〜高知県西南部を襲った豪雨によるサンゴへの影響〜

 9月6・7日、高知県西南部を襲った豪雨によって大月町周防形の尻貝海岸に生息するイシサンゴ類が大打撃を受けました。

 豪雨後数日間は透明度が1mに満たないほどの濁りで、サンゴへの影響調査はできませんでしたが、濁りも一段落した9月26日にサンゴへの影響調査に行きました。

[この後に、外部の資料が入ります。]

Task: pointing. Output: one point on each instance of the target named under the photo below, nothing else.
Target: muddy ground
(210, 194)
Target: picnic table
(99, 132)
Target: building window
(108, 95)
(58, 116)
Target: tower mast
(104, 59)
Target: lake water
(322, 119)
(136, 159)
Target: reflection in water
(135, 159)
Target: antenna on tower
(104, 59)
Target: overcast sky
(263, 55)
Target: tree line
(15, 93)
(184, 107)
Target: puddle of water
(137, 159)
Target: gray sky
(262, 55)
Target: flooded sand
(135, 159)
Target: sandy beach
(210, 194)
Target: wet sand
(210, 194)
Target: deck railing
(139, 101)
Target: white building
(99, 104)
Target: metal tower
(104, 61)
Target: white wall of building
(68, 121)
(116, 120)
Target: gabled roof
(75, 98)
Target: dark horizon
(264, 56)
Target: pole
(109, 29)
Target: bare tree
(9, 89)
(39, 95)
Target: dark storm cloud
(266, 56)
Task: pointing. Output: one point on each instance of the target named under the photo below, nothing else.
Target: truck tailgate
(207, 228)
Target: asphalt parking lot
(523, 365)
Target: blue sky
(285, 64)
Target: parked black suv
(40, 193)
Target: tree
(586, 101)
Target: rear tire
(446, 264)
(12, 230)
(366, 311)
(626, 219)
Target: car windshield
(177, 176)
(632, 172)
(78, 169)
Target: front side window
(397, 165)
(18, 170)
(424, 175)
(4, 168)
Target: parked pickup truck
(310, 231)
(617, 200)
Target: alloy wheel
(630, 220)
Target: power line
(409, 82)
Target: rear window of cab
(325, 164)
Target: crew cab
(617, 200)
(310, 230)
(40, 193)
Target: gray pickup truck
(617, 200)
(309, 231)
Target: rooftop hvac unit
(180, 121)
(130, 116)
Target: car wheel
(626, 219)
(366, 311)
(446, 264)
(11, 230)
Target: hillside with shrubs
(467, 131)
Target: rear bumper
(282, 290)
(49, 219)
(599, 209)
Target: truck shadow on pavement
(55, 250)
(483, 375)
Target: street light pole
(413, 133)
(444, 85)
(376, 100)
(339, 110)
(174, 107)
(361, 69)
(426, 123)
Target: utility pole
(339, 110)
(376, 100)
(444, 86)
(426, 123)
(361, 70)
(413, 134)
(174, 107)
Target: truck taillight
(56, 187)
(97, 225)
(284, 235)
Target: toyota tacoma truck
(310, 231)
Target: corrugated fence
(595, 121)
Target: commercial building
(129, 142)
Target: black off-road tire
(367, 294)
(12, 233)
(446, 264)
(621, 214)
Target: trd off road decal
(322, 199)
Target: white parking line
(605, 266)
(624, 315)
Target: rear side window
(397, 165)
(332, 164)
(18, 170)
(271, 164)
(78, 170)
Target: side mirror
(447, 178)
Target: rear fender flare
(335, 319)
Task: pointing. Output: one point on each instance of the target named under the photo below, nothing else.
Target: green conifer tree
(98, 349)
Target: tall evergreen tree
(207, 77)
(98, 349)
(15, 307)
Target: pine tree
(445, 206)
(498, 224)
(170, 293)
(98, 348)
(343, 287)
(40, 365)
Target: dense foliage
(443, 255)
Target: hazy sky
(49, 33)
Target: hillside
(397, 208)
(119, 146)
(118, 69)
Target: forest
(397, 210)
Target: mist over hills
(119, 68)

 大月エコロジーキャンプ場の下に広がる大月町周防形の尻貝海岸は比較的水深が浅く、数十種類のイシサンゴ類が生息していて、スノーケリングに適した場所です。今回の豪雨による土砂の流入で湾内全域にきめの細かい泥がひどいところでは40cm程も堆積し、ちょっとした波ですぐに泥が拡乱されて透明度が1mにみたなくなります。
 ここでは泥の影響等よるサンゴの被害状況の一部を紹介します。


シコロサンゴ 水深5m
海底には泥が約10cmは堆積しており、ちょっとした水の動きで砂煙が立ち視界を遮る。


シコロサンゴ 水深5m
通常サンゴの壁により仕切られた窪みには、砂や泥が少し堆積しているが、
今回の場合にはかなり上まで砂や泥に埋まっていた。
埋まったところのポリプは死んでしまう。



キクメイシ 水深3m
泥の堆積による影響ではなく、単なる白化現象。


ハナガササンゴ(中央部とその下) 水深6m
岩盤の谷部分にあったハナガササンゴ下の茶色い部分はポリプをのばした正常な状態。
中央部は泥の堆積がひどかったのか
ポリプが萎縮してしまったり死滅してしまったりしていた。




ハナガササンゴ
水深6m 萎縮してしまっているポリプ。 脱落したあとも見える。
ハナガササンゴは泥の堆積などには比較的強く払いのけるのだが、
あまりの泥の堆積による死滅かもしれない。


 以上のコメントおよび種同定は、大月町西泊にある「黒潮生物研究所」の岩瀬氏にお願いしました。

 泥の堆積や濁りによるサンゴの死滅を防ぐために、早急な手だてが必要ですが、具体的な方法について現在県や町と検討中です。
 しかし、広範囲なサンゴ生息域の泥を除去するには人の力だけでは限界があるのも事実なのです。